HC Deb 22 July 1930 vol 241 cc1941-3

(by Private Notice) asked the Under-Secretary of State for Air if, in view of the distressing calamity which occurred yesterday resulting in the death of six people, he will tell the House what control the Air Ministry exercises over passenger-carrying aircraft, whether such machines are subject to periodical inspection to ascertain if they are airworthy, how often such inspections are made and if he is satisfied that the regulations are carried out in such a manner as to reduce the risk of accidents to a minimum?

The UNDER-SECRETARY of STATE for AIR (Mr. Montague)

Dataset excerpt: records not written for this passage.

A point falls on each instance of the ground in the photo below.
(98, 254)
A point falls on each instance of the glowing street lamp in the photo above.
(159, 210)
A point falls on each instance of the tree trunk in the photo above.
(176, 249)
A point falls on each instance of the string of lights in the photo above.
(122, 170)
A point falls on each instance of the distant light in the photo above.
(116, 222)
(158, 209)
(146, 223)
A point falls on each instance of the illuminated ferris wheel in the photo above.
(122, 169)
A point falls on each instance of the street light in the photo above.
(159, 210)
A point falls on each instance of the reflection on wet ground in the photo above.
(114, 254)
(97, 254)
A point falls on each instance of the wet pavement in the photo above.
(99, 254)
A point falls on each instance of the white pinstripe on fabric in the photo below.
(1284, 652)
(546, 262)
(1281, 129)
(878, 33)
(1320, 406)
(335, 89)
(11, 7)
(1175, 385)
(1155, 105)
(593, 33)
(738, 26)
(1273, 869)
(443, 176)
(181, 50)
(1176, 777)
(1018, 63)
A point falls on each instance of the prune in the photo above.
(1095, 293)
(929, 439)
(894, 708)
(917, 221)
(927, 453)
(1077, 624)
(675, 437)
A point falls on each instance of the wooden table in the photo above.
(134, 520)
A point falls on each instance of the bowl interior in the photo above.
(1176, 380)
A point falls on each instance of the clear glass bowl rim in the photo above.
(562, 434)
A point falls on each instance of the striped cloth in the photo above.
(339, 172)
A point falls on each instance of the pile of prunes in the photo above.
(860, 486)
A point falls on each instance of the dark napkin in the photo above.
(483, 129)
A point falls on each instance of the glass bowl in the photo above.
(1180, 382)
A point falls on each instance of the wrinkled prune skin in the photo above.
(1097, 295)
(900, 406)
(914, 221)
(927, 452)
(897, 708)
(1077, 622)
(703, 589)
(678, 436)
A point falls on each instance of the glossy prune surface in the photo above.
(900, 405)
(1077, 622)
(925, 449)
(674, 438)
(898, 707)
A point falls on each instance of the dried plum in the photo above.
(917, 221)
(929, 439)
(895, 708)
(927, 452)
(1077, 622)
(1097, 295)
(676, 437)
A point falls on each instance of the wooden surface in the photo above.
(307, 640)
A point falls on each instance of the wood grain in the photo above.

It is difficult, within the compass of a Parliamentary reply, to summarise the very elaborate and stringent regulations prescribed by the Air Ministry in order to ensure the safety of the passengers and crew of aircraft plying for public service, such as that to which yesterday's most regrettable accident occurred. I may, however, say briefly that the Air Ministry requires such aircraft to be inspected by a competent ground engineer—that is to say, a ground engineer licensed by the Air Ministry after full investigation of his experience and qualifications—within 24 hours of each flight being undertaken.

Following on this inspection the ground engineer is required to furnish a certificate in writing that the aircraft is safe for flight. The inspection covers not only the machine, but also the engine or engines and instruments. In addition, before the flight actually commences, the pilot or person in charge of the aircraft has to satisfy himself that various requirements have been met, and in particular that the loading of the aircraft is such as to ensure safety in flight; to assist him an actual load sheet has to be completed containing certain prescribed particulars.

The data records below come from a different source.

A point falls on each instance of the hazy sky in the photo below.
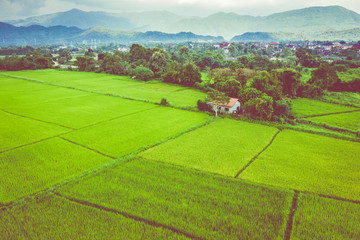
(16, 9)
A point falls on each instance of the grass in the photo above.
(349, 121)
(323, 218)
(77, 112)
(131, 133)
(303, 107)
(350, 75)
(308, 162)
(345, 98)
(119, 85)
(207, 206)
(29, 169)
(16, 131)
(52, 217)
(16, 92)
(222, 147)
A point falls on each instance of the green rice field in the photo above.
(349, 121)
(32, 168)
(303, 107)
(90, 156)
(309, 163)
(52, 217)
(16, 131)
(220, 147)
(119, 85)
(323, 218)
(130, 133)
(204, 205)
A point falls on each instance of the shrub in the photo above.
(164, 102)
(143, 73)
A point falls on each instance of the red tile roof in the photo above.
(230, 104)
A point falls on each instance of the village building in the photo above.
(233, 106)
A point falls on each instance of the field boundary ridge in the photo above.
(127, 215)
(35, 119)
(187, 108)
(257, 155)
(290, 221)
(328, 114)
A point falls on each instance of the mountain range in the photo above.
(38, 35)
(303, 21)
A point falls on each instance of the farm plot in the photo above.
(118, 85)
(349, 121)
(303, 107)
(222, 147)
(16, 131)
(309, 162)
(323, 218)
(203, 205)
(52, 217)
(29, 169)
(131, 133)
(81, 111)
(17, 92)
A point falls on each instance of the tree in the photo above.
(143, 73)
(268, 84)
(290, 81)
(138, 52)
(224, 81)
(260, 107)
(218, 98)
(158, 61)
(89, 53)
(324, 77)
(65, 55)
(243, 75)
(189, 74)
(306, 59)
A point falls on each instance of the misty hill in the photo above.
(332, 18)
(347, 35)
(36, 35)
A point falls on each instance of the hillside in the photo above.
(347, 35)
(331, 18)
(36, 35)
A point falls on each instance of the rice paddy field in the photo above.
(348, 121)
(303, 107)
(124, 86)
(90, 156)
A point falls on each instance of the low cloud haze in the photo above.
(16, 9)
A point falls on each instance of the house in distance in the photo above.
(231, 107)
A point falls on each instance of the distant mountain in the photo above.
(37, 35)
(79, 19)
(332, 18)
(346, 35)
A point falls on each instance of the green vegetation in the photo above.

While I am naturally not in a position to make any definite statement in regard to the machine to which the accident occurred yesterday, until the investigation of the Air Ministry's Inspector of Accidents is complete, I may say that I am in general satisfied that the regulations are most strictly complied with, and that everything possible is done by those responsible for the operation of air services to reduce the risk of accidents to a minimum. The remarkably few accidents which have occurred to British aircraft employed on regular air services of recent years is in itself a striking testimony to this fact.

I should like to take this opportunity of conveying to the relatives of those who have lost their lives an expression of my Noble Friend's and my own most profound sympathy with them in their bereavement, with which I am sure the House as a whole will wish to be associated.

Rear-Admiral SUETER

Can the Under-Secretary of State say whether this was a British-built machine?


I do not think it was a British machine. A British company was operating the flight.


Are any regulations issued as to the length of the inspection by the ground engineer?


I have already said that it is impossible within the limits of a Parliamentary reply to state the whole of the case, but I shall be pleased to give the hon. Member the actual regulations if he wishes to have them.


Can the Under-Secretary say whether these regulations pertain to an airship leaving foreign places?


They are the regulations of the British Air Ministry. Obviously, we cannot control flights from other countries.

Rear-Admiral SUETER

Can the hon. Member say whether this was a French or a German machine?